Traditionally there are two options: smart suit or comfy tracksuit and trainers. If you like coaches who get stuck in on the training ground, you’ll appreciate the Jürgen Klopp method. The 2019 Champions League winner is seemingly welded into sportswear, including a baseball cap. It goes well with his informal vibe and irreverent character. In one TV interview the German confesses, “My problem is that I have no space or resources to think about what I wear before a game. I just fall into the game with other things to do, and then I have to put my tie on? That just doesn’t work for me. Plus the club delivers the tracksuit, it’s already in the dressing room.” Interestingly, selecting the same work uniform to preserve mental energy is why Facebook chief Mark Zuckerberg never strays from his grey T-shirt and jeans. Herr Klopp is in good company.

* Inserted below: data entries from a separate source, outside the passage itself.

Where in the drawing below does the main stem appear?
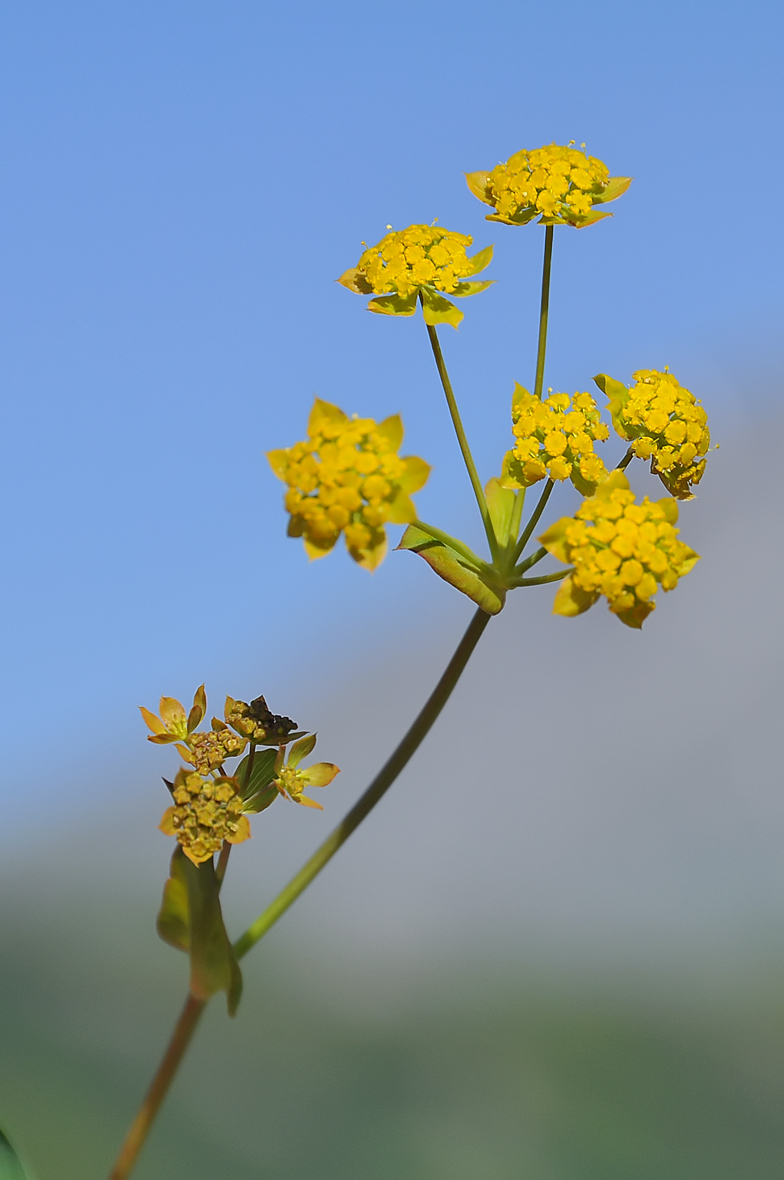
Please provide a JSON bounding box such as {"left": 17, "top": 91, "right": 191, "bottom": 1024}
{"left": 108, "top": 607, "right": 491, "bottom": 1179}
{"left": 107, "top": 994, "right": 206, "bottom": 1180}
{"left": 422, "top": 312, "right": 499, "bottom": 562}
{"left": 533, "top": 226, "right": 554, "bottom": 400}
{"left": 234, "top": 606, "right": 491, "bottom": 958}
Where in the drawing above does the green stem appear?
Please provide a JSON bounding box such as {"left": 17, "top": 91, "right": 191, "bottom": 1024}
{"left": 421, "top": 306, "right": 498, "bottom": 561}
{"left": 215, "top": 841, "right": 232, "bottom": 888}
{"left": 515, "top": 545, "right": 548, "bottom": 576}
{"left": 234, "top": 606, "right": 491, "bottom": 960}
{"left": 107, "top": 994, "right": 207, "bottom": 1180}
{"left": 512, "top": 568, "right": 570, "bottom": 588}
{"left": 616, "top": 446, "right": 634, "bottom": 471}
{"left": 533, "top": 226, "right": 554, "bottom": 400}
{"left": 513, "top": 480, "right": 553, "bottom": 562}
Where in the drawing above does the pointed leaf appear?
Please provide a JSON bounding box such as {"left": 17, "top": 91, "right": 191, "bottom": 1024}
{"left": 289, "top": 733, "right": 317, "bottom": 768}
{"left": 157, "top": 846, "right": 191, "bottom": 953}
{"left": 485, "top": 478, "right": 518, "bottom": 547}
{"left": 267, "top": 448, "right": 290, "bottom": 479}
{"left": 593, "top": 176, "right": 633, "bottom": 205}
{"left": 187, "top": 684, "right": 207, "bottom": 733}
{"left": 139, "top": 705, "right": 166, "bottom": 735}
{"left": 308, "top": 397, "right": 348, "bottom": 435}
{"left": 421, "top": 288, "right": 463, "bottom": 329}
{"left": 538, "top": 517, "right": 571, "bottom": 564}
{"left": 593, "top": 373, "right": 630, "bottom": 430}
{"left": 450, "top": 279, "right": 494, "bottom": 297}
{"left": 464, "top": 170, "right": 492, "bottom": 203}
{"left": 463, "top": 243, "right": 494, "bottom": 276}
{"left": 183, "top": 856, "right": 243, "bottom": 1016}
{"left": 337, "top": 266, "right": 374, "bottom": 293}
{"left": 384, "top": 489, "right": 417, "bottom": 525}
{"left": 397, "top": 525, "right": 505, "bottom": 615}
{"left": 574, "top": 209, "right": 612, "bottom": 227}
{"left": 0, "top": 1127, "right": 31, "bottom": 1180}
{"left": 243, "top": 782, "right": 280, "bottom": 813}
{"left": 616, "top": 601, "right": 654, "bottom": 629}
{"left": 367, "top": 292, "right": 417, "bottom": 317}
{"left": 236, "top": 747, "right": 278, "bottom": 800}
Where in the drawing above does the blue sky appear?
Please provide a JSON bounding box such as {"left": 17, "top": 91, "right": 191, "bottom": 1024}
{"left": 0, "top": 0, "right": 782, "bottom": 820}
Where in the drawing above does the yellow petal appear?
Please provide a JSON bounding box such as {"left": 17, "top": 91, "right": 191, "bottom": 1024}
{"left": 295, "top": 795, "right": 324, "bottom": 811}
{"left": 188, "top": 684, "right": 207, "bottom": 732}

Remarkably only four coaches have lifted Europe’s ultimate prize in training gear, and 50% of them represented Liverpool. They were Klopp in 2019 and Joe Fagan in 1984. Ljubo Petrović of Crvena zvezda in 1991 and Ajax maestro Stefan Kovács in 1973 are the other two to resemble PE teachers. Continuing the educational theme, in 1980 Brian Clough looked every bit the history teacher supervising a school football match, putting a bright red tracksuit top over his casual attire. Some believe the tracksuit (or its shiny modern younger brother the shellsuit) is relatable and makes the boss one of the boys. Others find it a bit scruffy. Conversely, many fans love the gaffer in a suit and grown-up shoes. Maybe with good reason because a mammoth 54 out of 67 winning bosses have donned a jacket and tie. Carlo Ancelotti was the latest example in Paris in May. It’s a way to look professional and serious but still reveal some of your personality. If you are in good shape you can go slim-fit – at times Zinédine Zidane’s trousers were so tight they looked sprayed on during Real Madrid’s three-in-a-row run from 2016 to 2018. For the 2012 final Chelsea’s Roberto Di Matteo wore possibly the skinniest tie in history, which resembled a burnt French fry hanging from his neck.
Double-breasted garments are rarer these days but can help the larger gentleman display a svelte figure while barking instructions. And there’s that tiny yet crucial indicator of mood or character: your top button. If you want to show you can let your hair down, don’t fasten your shirt to the Adam’s apple and yank your tie down a bit. In 2006 Barcelona coach Frank Rijkaard, one of modern football’s coolest men, didn’t even bother with a tie. That made him the only winning manager between 1991 and 2019 to allow his throat some space.